Published: Wed, May 16, 2018
Entertaiment | By Paul Elliott

Author Tom Wolfe Dies At 88

Author Tom Wolfe Dies At 88

According to the New York Times, his deal was confirmed by his agent, Lynn Nesbit, who said Mr. Wolfe had been hospitalized with an infection. But his satire, and his journalism, truly was something. While Wolfe was not the only writer to pioneer this new style, he coined the term when, in 1973, he published a collection of articles from the likes of Truman Capote, Hunter S. Thompson and Joan Didion in 1973 under the name 'The New Journalism'.

Tom Wolfe, the innovative journalist and author who wrote such best-selling masterpieces as "The Bonfire of the Vanities" and "The Right Stuff" has passed away. Once asked to describe his get-up, Wolfe replied brightly, "Neo-pretentious".

His talent as a writer and caricaturist was evident from the start in his verbal pyrotechnics and flawless mimicry of speech patterns, his meticulous reporting and his creative use of pop language and explosive punctuation.


"To be honest, I have only five more planned".

Wolfe's other books include The Pump House Gang, Radical Chic & Mau-Mauing the Flak Catchers, The Painted Word and Mauve Gloves & Madmen, Clutter & Vine, which includes his well-known essay about the Me Decade.

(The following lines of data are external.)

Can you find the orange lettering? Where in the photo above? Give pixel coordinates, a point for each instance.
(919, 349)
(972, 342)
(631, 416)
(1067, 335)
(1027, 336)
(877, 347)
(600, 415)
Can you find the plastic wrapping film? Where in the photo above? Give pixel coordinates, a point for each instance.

Wolfe first came to national prominence after publishing The Electric Kool-Aid Acid Test, which followed Ken Kesey and the Merry Pranksters, in the 1960s. His novels "The Right Stuff" and "The Bonfire of the Vanities" both became major Hollywood films in 1983 and 1990 respectfully, Wolfe also wrote 1998's Almost Heroes with the late Chris Farley. Wolfe was so cash-strapped at the time that he kept the suit and wore it during the winter, causing no shortage of double takes in an era when people really didn't wear white after Labor Day. Wolfe penned the script, while Sam Shepard, Dennis Quaid, and Ed Harris starred in the film. He "already was celebrated for his journalism and nonfiction when, "What does he do?"